Item 3.02 Unregistered Sales of Equity Securities.
From June 21, 2014 through July 2, 2014, we sold 4,000 units ("Units") to 22
accredited investors at a price of $1,000 per Unit for total gross proceeds of
$4,000,000 (of which 3,450 Units were purchased on or after June 27, 2014). We
are offering up to 4,000 Units with each Unit consisting of (i) 1 share of our
Series A Convertible Preferred Stock ("Series A Preferred") convertible into
shares of our common stock, $0.001 par value per share ("Common Stock") at a
rate of $0.70 per share (the "Conversion Shares"), and (ii) common stock
purchase warrants ("Warrants") to purchase five-hundred fifty (500) shares of
Common Stock with an exercise price of $1.00 per whole share exercisable for 3
years after issuance (the "Warrant Shares").
The Conversion Shares and the Warrant Shares contain standard piggy back
registration rights. The terms of the Series A Preferred are subject to the
terms and conditions of the Certificate of Designations, Preferences and Rights
of Series A Convertible Preferred Stock attached hereto as Exhibit 3.1 to our
Current Report on Form 8-K dated June 10, 2014 and filed with the SEC on June
17, 2014 and are incorporated herein by reference. The Warrants are subject to
the terms and conditions of the form of Warrant attached hereto as Exhibit 4.1
and incorporated by reference herein. The terms of the private placement are
more fully set forth in the form of Subscription Agreement attached hereto as
Exhibit 10.1 and incorporated by reference herein.

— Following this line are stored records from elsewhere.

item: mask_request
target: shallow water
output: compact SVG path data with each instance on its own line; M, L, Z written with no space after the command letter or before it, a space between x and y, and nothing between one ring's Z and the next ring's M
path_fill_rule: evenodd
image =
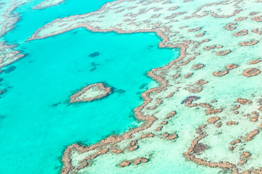
M43 10L31 9L40 1L19 7L16 12L21 13L21 20L4 37L19 44L27 55L0 75L1 86L7 88L0 99L3 173L56 173L67 146L93 143L137 126L132 110L142 102L141 92L157 85L146 72L179 55L177 50L159 48L160 39L152 33L80 29L24 43L47 22L93 11L106 2L68 0ZM88 56L97 52L97 56ZM100 100L69 104L70 95L98 82L113 87L114 92Z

We used $124,250 of these proceeds as payment for non-exclusive placement agent
fees to FINRA registered broker-dealers. In addition, approximately $500,000
was used to repay outstanding indebtedness under 10% promissory notes. The
remaining proceeds will used for working capital and general corporate purposes
and to fund growth opportunities. These issuances were exempt under Rule 506 of
the Securities Act of 1933, as amended.
Item 5.03. Amendments to Articles of Incorporation or Bylaws; Change in Fiscal
In conjunction with the offering disclosed in Item 3.02 above, on June 27, 2014,
we filed a Certificate of Increase (the "Certificate of Increase") to the
Certificate of Designation concerning our Series A Convertible Preferred Stock
with the Secretary of State of the State of Delaware increasing the number of
authorized shares of our Series A Convertible Preferred Stock from 3,000 to
4,000 shares. The Certificate of Increase is attached hereto as Exhibit 3.2 and
incorporated by reference herein.
Item 9.01 Financial Statements and Exhibits.
Certificate of Designation-Series A Preferred Stock*
Certificate of Increase-Series A Preferred Stock
Form of Warrant
10.1 Form of Subscription Agreement
*Filed as an exhibit to our Current Report on Form 8-K filed with the SEC
June 17, 2014
and incorporated herein by reference.